Will earnings downgrade continue in the coming months?

Consensus earnings growth estimates for FY16 have already come down to just 7% 

Published 8 years ago on Jan 21, 2016 1 minute Read

Anand Shah, CIO, BNP Paribas Mutual Fund

We expect earnings to move up from here on. Whether it will be a strong recovery or a slow one is difficult to say, but we are definitely in for a turnaround. This is because we do not expect further correction or stress in the commodities space. Instead, we expect companies in this space to start contributing to overall earnings. We also have domestic sectors such as FMCG, automobile, pharma and consumer goods that are doing relatively well. We might see earnings bouncing back this quarter due to higher operating leverage in certain sectors, lower input costs and lower interest costs, all of which will help companies witness higher operating and net margins. The only worry stems from banking, which will have a negative impact because of the additional provisioning hitting its profitability in this quarter. Exports, which account for a very large portion of earnings, might face some challenges due to pharma and IT. However, the rupee depreciation will negate a large part of these worries. 

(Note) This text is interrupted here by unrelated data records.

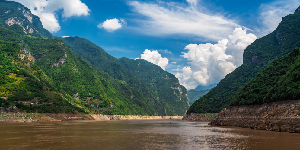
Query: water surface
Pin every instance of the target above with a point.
(139, 134)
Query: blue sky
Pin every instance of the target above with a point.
(199, 41)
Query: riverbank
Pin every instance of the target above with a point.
(283, 116)
(207, 117)
(6, 117)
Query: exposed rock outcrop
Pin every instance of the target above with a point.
(282, 116)
(29, 56)
(14, 20)
(59, 62)
(207, 117)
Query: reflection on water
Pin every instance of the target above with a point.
(144, 134)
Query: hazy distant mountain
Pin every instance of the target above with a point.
(163, 104)
(257, 56)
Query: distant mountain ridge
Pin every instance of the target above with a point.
(201, 87)
(257, 56)
(118, 69)
(16, 17)
(77, 85)
(195, 95)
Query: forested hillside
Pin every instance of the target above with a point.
(21, 81)
(14, 16)
(257, 56)
(165, 84)
(278, 82)
(86, 80)
(77, 82)
(164, 104)
(195, 95)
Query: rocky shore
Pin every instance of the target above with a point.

Rakesh Arora, MD and head of research, Macquarie Capital

We expect earnings growth to be muted in Q3FY16. For our coverage universe, we estimate that earnings will decline by 3% on a Y-o-Y basis in Q3FY16. Much of the weakness is due to global sectors such as metal and mining, IT and pharma. Metal and mining companies are still reeling under severe pressure because of low prices hitting net profit. Excluding the global sectors, net profit growth is better — at 13% — for the period. There will be some benefits because of lower commodity prices in the form of better margins. Companies have also been able to save on interest costs, but this might be marred by foreign currency exposure. On top of that, one-offs like the Chennai floods will have an impact on earnings, too. Part of this is reflected in consensus estimates for FY16, which have come down dramatically to just 7% growth, which seems achievable. We expect the earnings downgrade cycle to continue. In fact, we expect the consensus estimate Y-o-Y growth for FY17 to be 10% instead of the projected 20%.